Nevertheless, this study has some limitations. First, this study excluded some causes of infantile cholestasis, such as neonatal intrahepatic cholestasis caused by citrin deficiency, which might affect bile acid metabolism and had a different bile acid profile compared to those of other non-BA cholestasis. Including metabolic diseases would affect the comparison between BA and non-BA groups. Furthermore, such diseases could be distinguished from BA by detecting amino acid profiles and genetic test. Second, bile acid detection has not been routinely used worldwide. Normal values for laboratory tests can vary from one laboratory to another.
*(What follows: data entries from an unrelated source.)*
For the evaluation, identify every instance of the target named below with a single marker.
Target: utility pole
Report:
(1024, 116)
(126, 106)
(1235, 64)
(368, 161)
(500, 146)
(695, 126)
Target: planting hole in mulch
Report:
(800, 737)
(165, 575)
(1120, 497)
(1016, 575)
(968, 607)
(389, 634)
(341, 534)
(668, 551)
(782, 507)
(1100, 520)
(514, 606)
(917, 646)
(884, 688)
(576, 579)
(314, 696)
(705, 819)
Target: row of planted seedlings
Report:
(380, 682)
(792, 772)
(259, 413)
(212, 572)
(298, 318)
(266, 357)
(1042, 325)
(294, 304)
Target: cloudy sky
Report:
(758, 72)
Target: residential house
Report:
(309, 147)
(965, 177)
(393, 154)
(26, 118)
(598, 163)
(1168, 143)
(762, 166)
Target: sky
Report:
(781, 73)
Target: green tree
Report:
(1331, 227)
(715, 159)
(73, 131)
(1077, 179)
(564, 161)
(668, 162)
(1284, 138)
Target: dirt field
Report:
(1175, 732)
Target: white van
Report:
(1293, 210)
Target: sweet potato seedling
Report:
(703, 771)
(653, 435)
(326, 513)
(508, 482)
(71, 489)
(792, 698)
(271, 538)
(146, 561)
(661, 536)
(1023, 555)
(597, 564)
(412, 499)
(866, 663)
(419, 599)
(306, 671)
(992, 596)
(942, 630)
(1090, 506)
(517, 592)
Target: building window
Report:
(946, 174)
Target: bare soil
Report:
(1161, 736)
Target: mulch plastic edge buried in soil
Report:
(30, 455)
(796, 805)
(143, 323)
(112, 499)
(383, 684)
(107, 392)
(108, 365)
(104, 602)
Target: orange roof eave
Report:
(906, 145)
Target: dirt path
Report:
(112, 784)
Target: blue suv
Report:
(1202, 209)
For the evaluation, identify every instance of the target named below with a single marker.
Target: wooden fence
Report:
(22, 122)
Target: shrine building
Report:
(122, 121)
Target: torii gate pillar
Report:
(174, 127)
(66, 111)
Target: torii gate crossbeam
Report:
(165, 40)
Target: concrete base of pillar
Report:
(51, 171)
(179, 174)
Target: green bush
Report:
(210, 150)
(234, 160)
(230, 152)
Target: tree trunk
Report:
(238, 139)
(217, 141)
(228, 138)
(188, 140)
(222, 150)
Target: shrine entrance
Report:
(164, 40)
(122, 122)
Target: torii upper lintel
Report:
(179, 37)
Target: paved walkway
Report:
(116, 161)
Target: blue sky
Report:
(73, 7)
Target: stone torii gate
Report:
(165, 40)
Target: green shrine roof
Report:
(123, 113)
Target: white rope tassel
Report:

For better use of bile acid profiles, we converted our data into MoM values instead of using the actual measures. Third, because the differential of BA varies among populations of different ethnicities, the usefulness of the developed scoring system is limited to the Chinese population and validation in other ethnicities is required. Forth, though MoM is useful for evaluation when valuables depend on the instruments or reagents used, in general practice, each normal median value should be determined by testing those concentrations in normal control group. Therefore, calculating MoM is cumbersome in general clinical practices at present. However, since there remains no uniform measurement of bile acid concentration, we consider the MoM values is more reliable in current clinical practice. Also, we believe that with more application of this method in clinical practice, we could obtain a more feasible value to optimize our scoring system. Last, the rate of triangular cord sign was 8.8% in patients with biliary atresia in our deviation cohort, however, in the validation cohort, 9 of 40 (22.5%) cases of BA showed a positive find of TC sign. We assumed that the ultrasound findings depended on the experience of the radiologist, which made it inconsistent for use in the scoring system. However, we supposed that with the improvement of ultrasound technology and the experience of radiologists, the TC sign might be added to diagnosis scoring and may improve the accuracy of BA diagnosis.